I made some by widening the notch. You don't have to remove the outer cover. Just slide it forward. But you could do it with two shims and sliding it forward and then you don't even had to widen the notch.

When you have a skunk you usually have scratches on the front of the hive and the fresh piles of bees are soggy.


----------



## buford (Feb 22, 2005)

i've got the outer covers pushed forward right now, with the inner cover turned so that the notch is closer to the outer cover than the colony (the wood is between the colony and the notch) should i change this? 

my gut tells me that if the bees are clustered below the honey and the entrance is above the honey, then there could be problems (maybe with robbing). am i way off on this?

also, you mentioned earlier that a drastic change right now could confuse the bees. should i wait on this then? (i've never seen a bee use the upper entrance).

lastly, are skunks a winter problem or a year round problem (when should the bottom entrance be re-opened


----------



## Michael Bush (Aug 2, 2002)

>i've got the outer covers pushed forward right now, with the inner cover turned so that the notch is closer to the outer cover than the colony (the wood is between the colony and the notch) should i change this? 

I'm having trouble picturing this. If the notch is in the front and the outer cover is pushed to the front then you should have a top entrance right now.

>my gut tells me that if the bees are clustered below the honey and the entrance is above the honey, then there could be problems (maybe with robbing). am i way off on this?

If the bees are in the top box and the entrance is to the top box, I don't see a problem.

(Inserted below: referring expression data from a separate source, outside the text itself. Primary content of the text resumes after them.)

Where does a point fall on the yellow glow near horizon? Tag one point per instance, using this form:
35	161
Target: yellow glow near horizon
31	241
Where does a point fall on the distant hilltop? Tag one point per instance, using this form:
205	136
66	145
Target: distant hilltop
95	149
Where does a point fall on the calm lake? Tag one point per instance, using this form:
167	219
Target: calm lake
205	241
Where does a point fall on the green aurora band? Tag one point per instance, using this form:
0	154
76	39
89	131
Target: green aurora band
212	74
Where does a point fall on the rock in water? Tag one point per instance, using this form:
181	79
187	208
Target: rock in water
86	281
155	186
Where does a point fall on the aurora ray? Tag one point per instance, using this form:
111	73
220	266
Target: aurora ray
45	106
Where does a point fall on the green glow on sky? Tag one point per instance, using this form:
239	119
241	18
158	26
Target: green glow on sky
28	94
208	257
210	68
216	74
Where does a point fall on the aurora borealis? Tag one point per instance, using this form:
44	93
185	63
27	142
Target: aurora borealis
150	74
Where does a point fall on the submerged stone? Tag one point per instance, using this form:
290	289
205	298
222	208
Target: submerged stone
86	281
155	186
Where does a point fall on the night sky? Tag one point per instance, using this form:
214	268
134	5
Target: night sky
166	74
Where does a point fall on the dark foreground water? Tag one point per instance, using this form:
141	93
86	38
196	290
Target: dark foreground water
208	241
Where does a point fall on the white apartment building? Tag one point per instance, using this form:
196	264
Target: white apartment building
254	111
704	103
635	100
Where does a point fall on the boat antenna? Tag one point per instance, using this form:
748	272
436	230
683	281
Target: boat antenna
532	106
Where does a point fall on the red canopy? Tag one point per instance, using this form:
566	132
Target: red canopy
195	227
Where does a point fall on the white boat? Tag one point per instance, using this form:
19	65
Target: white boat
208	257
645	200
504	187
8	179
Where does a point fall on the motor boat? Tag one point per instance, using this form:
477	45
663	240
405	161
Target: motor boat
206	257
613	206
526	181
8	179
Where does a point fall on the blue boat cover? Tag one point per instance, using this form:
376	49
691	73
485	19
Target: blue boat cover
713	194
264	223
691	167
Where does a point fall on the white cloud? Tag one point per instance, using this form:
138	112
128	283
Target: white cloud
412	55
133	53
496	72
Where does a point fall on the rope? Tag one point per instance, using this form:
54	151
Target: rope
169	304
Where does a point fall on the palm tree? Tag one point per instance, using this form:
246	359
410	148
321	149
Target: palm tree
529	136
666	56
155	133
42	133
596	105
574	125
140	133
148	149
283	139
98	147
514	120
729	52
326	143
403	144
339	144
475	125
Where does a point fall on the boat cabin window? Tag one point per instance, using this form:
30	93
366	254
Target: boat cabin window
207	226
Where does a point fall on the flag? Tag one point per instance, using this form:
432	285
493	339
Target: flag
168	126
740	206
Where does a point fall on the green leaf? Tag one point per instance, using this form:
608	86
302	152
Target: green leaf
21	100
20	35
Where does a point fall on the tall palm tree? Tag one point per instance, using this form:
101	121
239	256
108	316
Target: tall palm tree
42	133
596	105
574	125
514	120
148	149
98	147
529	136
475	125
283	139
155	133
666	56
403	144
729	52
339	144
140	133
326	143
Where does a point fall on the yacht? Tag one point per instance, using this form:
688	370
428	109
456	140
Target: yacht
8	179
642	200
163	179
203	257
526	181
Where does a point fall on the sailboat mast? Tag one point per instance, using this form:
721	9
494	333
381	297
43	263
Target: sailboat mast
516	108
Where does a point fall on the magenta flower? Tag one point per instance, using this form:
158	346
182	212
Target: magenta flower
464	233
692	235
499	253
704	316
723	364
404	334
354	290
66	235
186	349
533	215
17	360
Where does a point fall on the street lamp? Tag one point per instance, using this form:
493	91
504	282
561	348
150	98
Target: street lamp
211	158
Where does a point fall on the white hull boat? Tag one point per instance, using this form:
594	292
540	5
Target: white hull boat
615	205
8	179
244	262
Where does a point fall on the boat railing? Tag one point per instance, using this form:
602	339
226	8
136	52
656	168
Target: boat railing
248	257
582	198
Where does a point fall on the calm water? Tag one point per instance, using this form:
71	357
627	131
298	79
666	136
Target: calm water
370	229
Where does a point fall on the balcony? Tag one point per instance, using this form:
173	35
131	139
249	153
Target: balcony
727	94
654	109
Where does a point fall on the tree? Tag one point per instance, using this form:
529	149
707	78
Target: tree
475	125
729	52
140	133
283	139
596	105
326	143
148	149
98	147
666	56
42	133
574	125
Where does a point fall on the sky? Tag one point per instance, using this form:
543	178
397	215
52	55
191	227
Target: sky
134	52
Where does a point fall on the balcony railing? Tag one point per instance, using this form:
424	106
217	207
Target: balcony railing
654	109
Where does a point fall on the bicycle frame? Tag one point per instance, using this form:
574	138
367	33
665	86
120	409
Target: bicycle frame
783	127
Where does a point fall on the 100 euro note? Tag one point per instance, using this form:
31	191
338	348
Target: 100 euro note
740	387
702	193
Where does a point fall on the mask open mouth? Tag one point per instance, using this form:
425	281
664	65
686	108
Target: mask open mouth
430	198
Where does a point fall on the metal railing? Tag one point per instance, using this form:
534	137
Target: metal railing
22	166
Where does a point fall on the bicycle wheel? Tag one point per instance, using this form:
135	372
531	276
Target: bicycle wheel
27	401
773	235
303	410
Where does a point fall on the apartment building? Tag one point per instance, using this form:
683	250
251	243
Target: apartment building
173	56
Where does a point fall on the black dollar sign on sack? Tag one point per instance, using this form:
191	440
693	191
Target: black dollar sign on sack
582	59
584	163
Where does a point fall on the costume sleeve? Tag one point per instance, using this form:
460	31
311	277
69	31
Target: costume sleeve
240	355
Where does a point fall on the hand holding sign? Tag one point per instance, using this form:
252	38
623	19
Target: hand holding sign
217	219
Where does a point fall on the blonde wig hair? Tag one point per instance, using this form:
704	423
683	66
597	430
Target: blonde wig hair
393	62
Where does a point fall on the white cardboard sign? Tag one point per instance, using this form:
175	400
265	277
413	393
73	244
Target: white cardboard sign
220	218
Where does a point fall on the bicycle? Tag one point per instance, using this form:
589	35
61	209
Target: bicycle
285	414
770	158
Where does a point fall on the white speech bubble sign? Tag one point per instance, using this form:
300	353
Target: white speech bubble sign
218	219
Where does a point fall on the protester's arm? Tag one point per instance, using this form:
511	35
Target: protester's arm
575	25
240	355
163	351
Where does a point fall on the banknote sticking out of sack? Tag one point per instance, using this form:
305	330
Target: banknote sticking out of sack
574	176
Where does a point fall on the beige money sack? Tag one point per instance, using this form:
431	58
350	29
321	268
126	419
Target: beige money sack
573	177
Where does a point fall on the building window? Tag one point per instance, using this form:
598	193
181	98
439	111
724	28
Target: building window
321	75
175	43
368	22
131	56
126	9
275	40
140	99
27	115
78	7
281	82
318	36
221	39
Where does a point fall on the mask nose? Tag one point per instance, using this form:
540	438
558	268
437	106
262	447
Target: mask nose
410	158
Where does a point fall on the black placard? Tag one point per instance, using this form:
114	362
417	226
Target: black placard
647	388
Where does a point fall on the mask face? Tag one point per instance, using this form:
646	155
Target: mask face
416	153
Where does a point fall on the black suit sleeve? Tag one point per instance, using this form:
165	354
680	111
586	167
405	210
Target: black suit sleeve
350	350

>also, you mentioned earlier that a drastic change right now could confuse the bees. should i wait on this then? (i've never seen a bee use the upper entrance).

Well, you could make a skunk/robber screen and put on the bottom. But yes, changes when it's cold out can sometimes result in some confused bees clustered outside in the cold. Their brains don't work so good when the temps are borderline cold.

http://incolor.inetnebr.com/bush/images/RobberScreenHiveSide.JPG
http://incolor.inetnebr.com/bush/images/RobberScreenOutside.JPG


>lastly, are skunks a winter problem or a year round problem (when should the bottom entrance be re-opened 

For me they've been a year round problem. You could try an aspirEgg. Mix three crushed asprin into a raw egg (still in the shell, just poke a hole in the end) and leave it out. It won't hurt dogs, but it will kill skunks.


----------



## buford (Feb 22, 2005)

i guess what i'm curious about is whether it matters which side of the inner cover the notch is on. 

most of my inner covers are positioned so that the notch is closer to the outer cover than the colony. if it matters, i could turn the inner cover so that the notch is closer to the colony.

since i still have the outer cover in place, this upper entrance is not visible (i guess this doesn't matter either).

right now my bees are in the bottom box (with the top box still full of honey). this would make it a longer trek for the bees to go out through the top rather than the lower entrance.

i just never tried this before, so i'm a little worried about stressing the bees. but, it sounds like a good year round idea to me.


----------



## Michael Bush (Aug 2, 2002)

Except for beespace, it doesn't matter. If the notch is up the bees will exit through the hole in the inner cover and out the notch and down the telescopic cover. If the notch is down, they will go directly out and down the telescopic cover. Assuming in both cases the telescopic cover is slid forward.


----------